We can only provide one of these links on the page at a time (I believe Chrome would pick the first one and discard the rest). Luckily I’m already using ember-cli-ifa to resolve localized assets from my asset map already. So my result is now:

<link rel="manifest" href={{asset-map (concat "manifest/" user.locale "/manifest.json")}}>

The problem here is that index.html does not know what asset-map is nor does it know about my user’s language. So what I might need here is ember-cli-head, which provides a way to inject content into the <head> at my application route and at other run time events that I might care about. What I end up with is something like:

import Route from '@ember/routing/route';
import { get } from '@ember/object';
import { inject as service } from '@ember/service';

export default Route.extend({
  intl: service(),
  headData: service(),

  afterModel() {
    set(this, 'headData.locale', get(this, 'intl.locale'));
    set(this, 'headData.description', get(this, 'intl').t('manifest.description'));
  }

  ...

I move my <link> in to ember-cli-head’s head.hbs template (note the model change):

<link rel="manifest" href={{asset-map (concat "manifest/" model.locale "/manifest.json")}}>

So on boot, after my user’s language is know, I can set the locale of my user and the correct localized asset will resolve. When my user’s switch their language, they’ll get the updated manifest.

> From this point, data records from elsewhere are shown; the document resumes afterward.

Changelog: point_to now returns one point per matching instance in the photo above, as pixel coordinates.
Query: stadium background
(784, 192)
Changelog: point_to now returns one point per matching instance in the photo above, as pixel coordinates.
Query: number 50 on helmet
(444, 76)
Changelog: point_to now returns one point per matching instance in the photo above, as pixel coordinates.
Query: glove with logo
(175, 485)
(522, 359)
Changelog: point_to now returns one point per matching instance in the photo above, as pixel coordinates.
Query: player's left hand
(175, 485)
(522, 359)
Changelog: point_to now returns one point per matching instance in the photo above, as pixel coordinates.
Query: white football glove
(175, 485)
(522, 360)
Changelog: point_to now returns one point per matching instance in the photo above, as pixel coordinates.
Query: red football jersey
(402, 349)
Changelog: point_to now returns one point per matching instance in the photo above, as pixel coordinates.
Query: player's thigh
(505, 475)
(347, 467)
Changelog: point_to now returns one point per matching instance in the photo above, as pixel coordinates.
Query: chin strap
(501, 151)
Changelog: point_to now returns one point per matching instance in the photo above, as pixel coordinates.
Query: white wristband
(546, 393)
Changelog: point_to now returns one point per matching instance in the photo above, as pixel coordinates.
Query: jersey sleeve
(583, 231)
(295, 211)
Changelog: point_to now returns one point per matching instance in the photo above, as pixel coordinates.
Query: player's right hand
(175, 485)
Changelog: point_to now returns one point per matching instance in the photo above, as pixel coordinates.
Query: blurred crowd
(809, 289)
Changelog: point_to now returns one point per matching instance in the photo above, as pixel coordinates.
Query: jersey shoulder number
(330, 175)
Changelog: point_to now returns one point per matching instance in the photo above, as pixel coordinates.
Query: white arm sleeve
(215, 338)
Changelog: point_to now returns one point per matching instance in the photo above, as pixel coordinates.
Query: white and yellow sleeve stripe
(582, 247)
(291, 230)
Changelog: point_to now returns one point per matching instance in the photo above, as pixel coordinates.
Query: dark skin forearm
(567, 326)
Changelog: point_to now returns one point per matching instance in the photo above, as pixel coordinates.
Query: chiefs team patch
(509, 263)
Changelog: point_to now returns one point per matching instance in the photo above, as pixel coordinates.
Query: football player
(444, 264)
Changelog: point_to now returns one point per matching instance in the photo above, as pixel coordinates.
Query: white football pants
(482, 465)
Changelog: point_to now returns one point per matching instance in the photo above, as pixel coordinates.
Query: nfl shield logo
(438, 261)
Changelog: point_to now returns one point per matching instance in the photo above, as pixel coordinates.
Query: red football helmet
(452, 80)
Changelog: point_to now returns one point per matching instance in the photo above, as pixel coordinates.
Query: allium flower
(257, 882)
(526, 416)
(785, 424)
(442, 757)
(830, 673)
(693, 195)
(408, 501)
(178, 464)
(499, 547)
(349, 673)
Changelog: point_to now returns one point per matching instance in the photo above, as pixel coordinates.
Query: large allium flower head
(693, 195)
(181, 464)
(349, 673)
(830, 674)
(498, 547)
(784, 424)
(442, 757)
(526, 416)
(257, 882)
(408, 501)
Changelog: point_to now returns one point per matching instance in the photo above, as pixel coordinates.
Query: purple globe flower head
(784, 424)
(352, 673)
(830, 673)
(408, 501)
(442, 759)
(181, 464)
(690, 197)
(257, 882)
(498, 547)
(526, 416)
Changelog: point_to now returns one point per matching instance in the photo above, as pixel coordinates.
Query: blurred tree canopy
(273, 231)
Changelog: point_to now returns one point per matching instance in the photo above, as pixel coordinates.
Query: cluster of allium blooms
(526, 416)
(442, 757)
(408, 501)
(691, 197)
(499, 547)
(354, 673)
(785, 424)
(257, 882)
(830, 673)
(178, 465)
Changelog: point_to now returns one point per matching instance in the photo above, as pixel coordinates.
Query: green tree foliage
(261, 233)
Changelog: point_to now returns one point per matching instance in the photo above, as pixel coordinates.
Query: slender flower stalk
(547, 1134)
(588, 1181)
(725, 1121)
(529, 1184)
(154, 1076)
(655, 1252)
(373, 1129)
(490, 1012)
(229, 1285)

This is going to come back to haunt me when I add a service worker, but more on that later.

Translation workflow

What further complicates this is that I want the content of my web manifest to live in the context of my existing translation workflow. Our application has a lot of content in it, that syncs with Crowdin.

I have the manifest content that I want translated in our ember-intl translation files and it gets translated by our translation team. But I don’t want developers to have to copy and paste content if it changes into 5 different web manifest files. So to try and help facilitate this, we have an in-repo addon that hooks in to our translation workflow. The gist of which is:

function localizeWebManifest(locale, path) {
  var translations = fs.readFileSync(path);
  var sourceJson = JSON.parse(translations);

  var manifestPath = 'manifest/' + locale + '/manifest.json';
  var manifest = fs.readFileSync(manifestPath);
  var manifestJson = JSON.parse(manifest);

  manifestJson.name = sourceJson.manifest.name;
  manifestJson.short_name = sourceJson.manifest.short_name;
  manifestJson.description = sourceJson.manifest.description;

  fs.writeFileSync(manifestPath, JSON.stringify(manifestJson, null, 2), function (err) {
    if (err) {
      return console.log(err);
    }
  });
}

For each locale we support, we update our manifest files with the content from our ember-intl JSON files. Like I said earlier, there are a lot of moving parts here and it would be great if there was a way to contribute this back to ember-web-app.

Results

Before: Baseline Lighthouse

After: Web Manifest Lighthouse

note: the big dip in performance is related to Lighthouse switching major versions, not adding a web manifest.

Our scores went up across the board, which is terrific. That performance number is still terrible though, so let’s see what it takes to slim down our build size.